Les dictionnaires courant proposent cette série d’équivalents français possibles : décomposition, élimination, détérioration, diminution, réduction, exploitation, raréfaction, suppression, dégénérescence, disgrâce, filtrage.
C’est Derrida qui proposa déconstruction et d’abord dans le but d’éviter d’entendre Abbau dans le sens, violent, de destruction.
Heidegger emploie parfois le terme, transposé du français, de destruktion.
Il n’est pas certain que l’Abbau-Destruktion ait été pratiquée par Heidegger toujours sans violence. Ne fut-ce pas extrêmement violent, de sa part, d’accuser la judéité de Husserl d’avoir empêché ce dernier, en étant de ce fait incapable d’entendre la question de l’être, de permettre à la phénoménologie d’avoir toute sa portée?
Nous nous référons, pour cet article, essentiellement au paragraphe 15 de Ontologie – Herméneutique de la factivité.
On y trouve effectivement, dans le texte allemand, l’emploi du terme Abbau :
« Der Abbau nimmt seinen Ausgang bei der Vergegenwärtigung der heutigen Lage. »
(Heidegger, Ontologie – Hermeutik der Faktizität – Gesamtausgabe, Band 63, Klostermann 1988, page 75).
Alain Boutot traduit : « La déconstruction prend son point de départ dans la situation d’aujourd’hui qu’elle se rend présente ».
Nous reviendrons sur le concept. Mais il convient tout d’abord de préciser quelques-unes des circonstances de son élaboration.
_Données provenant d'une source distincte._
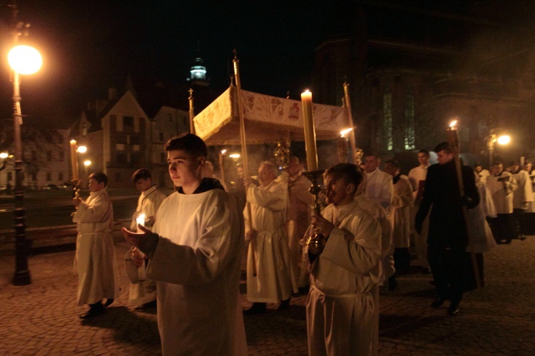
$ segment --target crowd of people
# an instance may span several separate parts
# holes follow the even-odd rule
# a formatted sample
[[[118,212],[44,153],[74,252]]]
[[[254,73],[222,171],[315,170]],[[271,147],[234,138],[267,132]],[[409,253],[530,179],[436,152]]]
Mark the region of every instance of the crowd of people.
[[[305,291],[310,355],[377,355],[379,288],[396,290],[412,263],[432,273],[430,306],[449,300],[447,312],[457,315],[463,293],[483,283],[482,253],[532,233],[534,177],[530,164],[514,162],[473,171],[447,142],[434,151],[438,164],[420,150],[408,176],[395,160],[382,170],[374,153],[361,166],[331,166],[318,213],[297,157],[281,174],[269,161],[256,179],[242,170],[240,198],[214,176],[203,140],[173,138],[165,147],[173,193],[160,192],[146,168],[132,176],[141,195],[130,229],[121,230],[132,245],[129,302],[157,308],[163,355],[247,355],[243,315],[265,313],[268,303],[285,310]],[[103,314],[119,292],[107,178],[89,178],[90,196],[74,199],[73,215],[78,302],[89,306],[83,319]],[[306,243],[311,235],[317,243]],[[252,303],[245,310],[243,248]]]

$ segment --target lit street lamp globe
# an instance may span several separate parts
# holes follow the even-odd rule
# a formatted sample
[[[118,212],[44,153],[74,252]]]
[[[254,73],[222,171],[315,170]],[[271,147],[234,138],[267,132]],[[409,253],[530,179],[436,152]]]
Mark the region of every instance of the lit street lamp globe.
[[[13,70],[21,74],[32,74],[43,64],[41,54],[29,46],[16,46],[11,49],[7,61]]]
[[[511,142],[511,137],[509,135],[504,135],[498,138],[498,143],[500,145],[506,145]]]

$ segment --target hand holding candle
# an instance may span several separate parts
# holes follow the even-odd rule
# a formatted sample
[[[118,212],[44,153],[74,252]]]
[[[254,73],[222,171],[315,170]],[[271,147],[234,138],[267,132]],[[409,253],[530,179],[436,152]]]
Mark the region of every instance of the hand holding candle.
[[[136,218],[136,228],[137,228],[137,232],[138,233],[143,233],[140,228],[139,225],[145,226],[145,214],[140,214],[138,215],[137,218]]]

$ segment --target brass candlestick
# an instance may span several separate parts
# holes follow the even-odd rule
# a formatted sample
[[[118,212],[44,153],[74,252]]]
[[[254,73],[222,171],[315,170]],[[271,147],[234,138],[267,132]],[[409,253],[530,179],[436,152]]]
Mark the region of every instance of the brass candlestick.
[[[323,176],[323,171],[315,171],[313,172],[303,172],[303,176],[307,177],[312,182],[312,185],[308,189],[309,193],[314,195],[314,212],[317,215],[321,214],[321,204],[320,193],[322,191],[322,188],[317,183],[317,180],[320,177]],[[312,224],[312,229],[310,233],[310,235],[307,239],[306,245],[312,250],[317,250],[322,249],[325,245],[327,239],[325,236],[321,234],[317,234],[314,233],[314,228],[315,225]]]

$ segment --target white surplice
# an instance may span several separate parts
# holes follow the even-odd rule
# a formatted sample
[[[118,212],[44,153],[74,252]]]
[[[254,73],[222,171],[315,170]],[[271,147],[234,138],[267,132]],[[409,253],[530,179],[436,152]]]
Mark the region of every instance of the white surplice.
[[[312,182],[300,174],[288,179],[288,209],[286,216],[290,248],[290,266],[292,283],[297,287],[310,283],[306,260],[303,258],[301,240],[310,226],[310,217],[314,208],[314,195],[308,189]],[[295,282],[294,282],[295,281]]]
[[[420,195],[425,188],[425,180],[427,178],[427,168],[429,166],[424,167],[419,166],[414,167],[409,171],[409,181],[412,186],[412,206],[410,208],[410,228],[414,238],[414,249],[417,256],[417,264],[424,268],[429,266],[427,261],[427,233],[429,228],[429,215],[424,220],[422,226],[422,233],[418,233],[414,229],[414,219],[416,213],[420,208],[422,196],[418,197],[418,192]]]
[[[381,228],[358,202],[322,213],[336,226],[310,266],[307,298],[309,355],[372,355],[377,335],[374,295]]]
[[[248,188],[247,202],[250,204],[253,218],[250,219],[245,206],[245,230],[257,231],[256,238],[249,243],[247,257],[247,299],[250,302],[277,303],[291,297],[285,231],[287,197],[285,185],[275,180],[265,187],[251,184]]]
[[[392,176],[377,168],[372,173],[364,174],[364,195],[375,200],[389,210],[392,203]]]
[[[410,245],[410,217],[412,188],[407,176],[401,175],[394,184],[390,213],[393,229],[394,247],[405,248]]]
[[[141,214],[144,214],[146,219],[151,217],[156,218],[158,209],[165,198],[165,195],[158,190],[156,185],[153,185],[146,190],[141,192],[138,198],[138,206],[136,208],[136,213],[132,217],[132,223],[130,225],[131,230],[133,231],[137,230],[138,223],[136,218]],[[145,227],[149,230],[152,230],[152,225],[145,225]],[[125,260],[128,260],[131,258],[131,249],[126,253]],[[126,263],[132,263],[127,260]],[[129,267],[128,265],[126,265],[127,269]],[[146,278],[144,265],[138,269],[140,270],[133,274],[136,278],[131,279],[130,280],[130,291],[128,294],[128,302],[136,307],[153,302],[156,300],[156,281]],[[129,275],[127,273],[127,275]],[[139,277],[141,277],[141,278],[139,278]]]
[[[243,221],[225,192],[174,193],[162,203],[147,270],[158,281],[163,355],[247,355],[239,283]]]
[[[513,175],[518,183],[513,195],[513,208],[515,209],[527,209],[533,201],[533,186],[529,173],[526,171],[519,171]]]
[[[509,172],[501,172],[499,176],[491,174],[486,178],[486,186],[494,202],[496,213],[512,214],[513,192],[518,188],[514,176]]]
[[[91,192],[73,215],[76,223],[74,270],[78,274],[78,305],[119,296],[113,248],[113,208],[106,189]]]

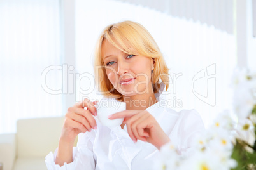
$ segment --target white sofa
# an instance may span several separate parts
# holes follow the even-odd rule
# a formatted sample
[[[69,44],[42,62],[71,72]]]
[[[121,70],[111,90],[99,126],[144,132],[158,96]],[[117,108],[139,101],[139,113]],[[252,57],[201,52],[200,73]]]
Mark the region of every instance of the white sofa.
[[[16,134],[0,134],[0,162],[3,170],[46,169],[45,156],[58,147],[64,119],[20,119],[17,121]]]

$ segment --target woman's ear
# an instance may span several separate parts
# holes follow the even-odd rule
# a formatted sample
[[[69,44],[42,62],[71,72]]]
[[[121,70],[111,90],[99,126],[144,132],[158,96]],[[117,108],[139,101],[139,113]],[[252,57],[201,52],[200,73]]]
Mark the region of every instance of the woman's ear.
[[[152,58],[152,66],[151,66],[151,70],[153,70],[153,69],[155,68],[155,59],[154,58]]]

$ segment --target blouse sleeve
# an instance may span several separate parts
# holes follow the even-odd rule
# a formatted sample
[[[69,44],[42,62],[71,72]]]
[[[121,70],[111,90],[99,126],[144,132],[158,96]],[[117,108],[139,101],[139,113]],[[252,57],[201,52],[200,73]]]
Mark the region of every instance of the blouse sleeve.
[[[92,152],[92,144],[89,136],[86,133],[78,134],[78,141],[76,147],[73,148],[73,162],[60,167],[55,164],[55,160],[58,148],[54,152],[51,152],[45,158],[45,163],[48,170],[71,170],[71,169],[95,169],[96,161]]]
[[[193,146],[193,140],[201,135],[205,131],[205,128],[200,115],[196,110],[183,110],[180,114],[175,129],[173,131],[179,136],[176,143],[179,154],[190,155],[195,147]]]

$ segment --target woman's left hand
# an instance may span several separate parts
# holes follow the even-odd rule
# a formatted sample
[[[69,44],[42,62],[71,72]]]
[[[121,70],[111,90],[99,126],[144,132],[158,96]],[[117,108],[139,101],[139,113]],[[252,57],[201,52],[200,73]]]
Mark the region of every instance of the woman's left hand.
[[[159,124],[148,111],[125,110],[114,114],[110,119],[124,117],[123,123],[127,128],[128,134],[132,140],[137,140],[150,143],[158,149],[170,141]]]

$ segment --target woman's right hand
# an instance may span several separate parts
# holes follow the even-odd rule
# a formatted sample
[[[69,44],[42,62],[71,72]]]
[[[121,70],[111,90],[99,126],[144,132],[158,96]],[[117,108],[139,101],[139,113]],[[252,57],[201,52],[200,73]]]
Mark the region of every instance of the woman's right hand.
[[[97,128],[96,121],[92,116],[97,115],[94,106],[96,102],[91,102],[86,98],[68,109],[59,141],[56,164],[62,166],[64,162],[72,162],[73,146],[76,136],[81,132],[85,133]],[[85,107],[87,110],[84,109]]]
[[[86,98],[68,109],[60,140],[72,143],[73,145],[76,136],[80,133],[90,131],[92,128],[97,128],[96,121],[92,117],[92,115],[97,115],[94,104],[94,101],[91,102]],[[85,107],[87,110],[84,109]]]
Ontologie est le texte d’un cours de 1924, cours précédant et préparant Etre et temps (1927).
Etre et temps est un putsch völkisch, pro-hitlérien, dirigé contre la phénoménologie husserlienne.
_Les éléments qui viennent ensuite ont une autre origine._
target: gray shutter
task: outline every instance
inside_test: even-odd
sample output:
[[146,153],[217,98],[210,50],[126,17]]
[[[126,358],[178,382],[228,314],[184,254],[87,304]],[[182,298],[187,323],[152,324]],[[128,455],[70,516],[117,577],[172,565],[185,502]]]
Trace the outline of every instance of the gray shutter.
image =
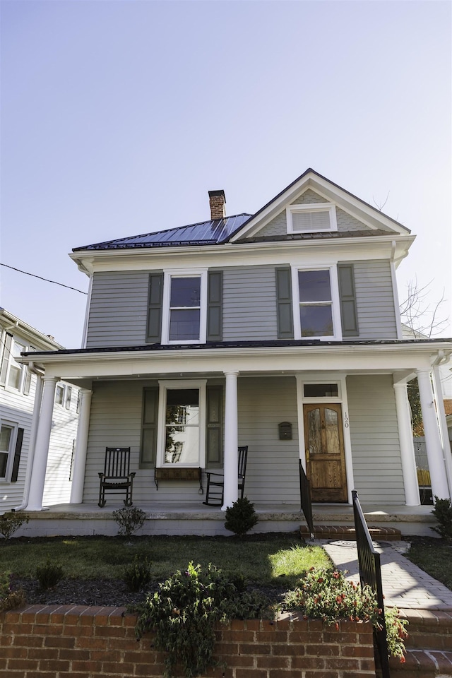
[[4,386],[6,383],[6,372],[8,371],[8,364],[9,357],[11,353],[11,343],[13,343],[13,335],[9,332],[5,333],[5,340],[4,342],[3,358],[1,359],[1,369],[0,369],[0,383]]
[[276,269],[276,297],[278,304],[278,338],[293,339],[294,324],[290,268]]
[[153,468],[157,459],[158,388],[143,391],[143,422],[140,447],[140,468]]
[[223,304],[222,271],[209,271],[207,299],[207,340],[221,341]]
[[355,292],[353,265],[341,263],[338,266],[339,297],[340,299],[340,318],[343,337],[357,337],[358,319]]
[[161,341],[162,297],[163,273],[150,273],[146,329],[146,342],[149,344],[160,343]]
[[19,475],[19,465],[20,463],[20,453],[22,451],[22,442],[23,441],[23,429],[17,429],[17,439],[16,441],[16,449],[14,450],[14,461],[13,462],[13,472],[11,473],[11,482],[17,482]]
[[207,387],[207,432],[206,465],[215,468],[222,465],[223,388]]

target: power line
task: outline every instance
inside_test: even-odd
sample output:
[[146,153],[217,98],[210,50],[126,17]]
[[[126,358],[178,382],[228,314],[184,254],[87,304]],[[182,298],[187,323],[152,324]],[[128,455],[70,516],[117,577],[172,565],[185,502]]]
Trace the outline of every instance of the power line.
[[69,285],[64,285],[62,282],[56,282],[56,280],[49,280],[47,278],[42,278],[41,275],[35,275],[35,273],[29,273],[26,270],[20,270],[20,268],[15,268],[14,266],[8,266],[7,263],[1,263],[0,266],[5,266],[6,268],[11,268],[13,270],[17,270],[19,273],[24,273],[25,275],[31,275],[32,278],[39,278],[40,280],[45,280],[46,282],[53,282],[54,285],[59,285],[61,287],[67,287],[68,290],[73,290],[74,292],[79,292],[81,295],[87,295],[88,292],[83,292],[82,290],[78,290],[76,287],[71,287]]

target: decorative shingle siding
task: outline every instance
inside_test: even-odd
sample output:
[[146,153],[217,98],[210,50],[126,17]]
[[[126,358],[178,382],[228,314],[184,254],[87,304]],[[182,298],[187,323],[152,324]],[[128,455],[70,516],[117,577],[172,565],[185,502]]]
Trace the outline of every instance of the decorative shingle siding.
[[355,488],[366,504],[405,504],[391,375],[347,378]]
[[87,348],[145,343],[149,273],[94,274]]
[[356,261],[353,269],[359,338],[397,339],[389,261]]
[[274,267],[226,268],[223,274],[223,341],[277,338]]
Dans Ontologie Heidegger explique en quoi il se prépare à être le « maître putschiste » d’Etre et temps.
En ce sens Ontologie complète l’Introduction à la recherche phénoménologique, cours immédiatement antérieur et où il récuse fermement le cartésianisme de Husserl. Il reproche à celui-ci, avec violence, de défigurer par-là la phénoménologie elle-même.
Dans Ontologie Heidegger est surtout intéressé à remettre de l’ordre dans la phénoménologie. Son motif principal n’est absolument pas d’ordre spéculatif ou universitaire. Il s’agira, par l’ontologisation de la phénoménologie, de reprendre à Husserl une méthode susceptible, à la condition d’une telle « purification ethnique », de contribuer à fonder une conception du peuple et du pouvoir en accord avec les principes hitlériens. Et tel sera effectivement Etre et temps.
Pour l’heure, dans Ontologie, Heidegger précise sa « phénoménologie mode d’emploi ».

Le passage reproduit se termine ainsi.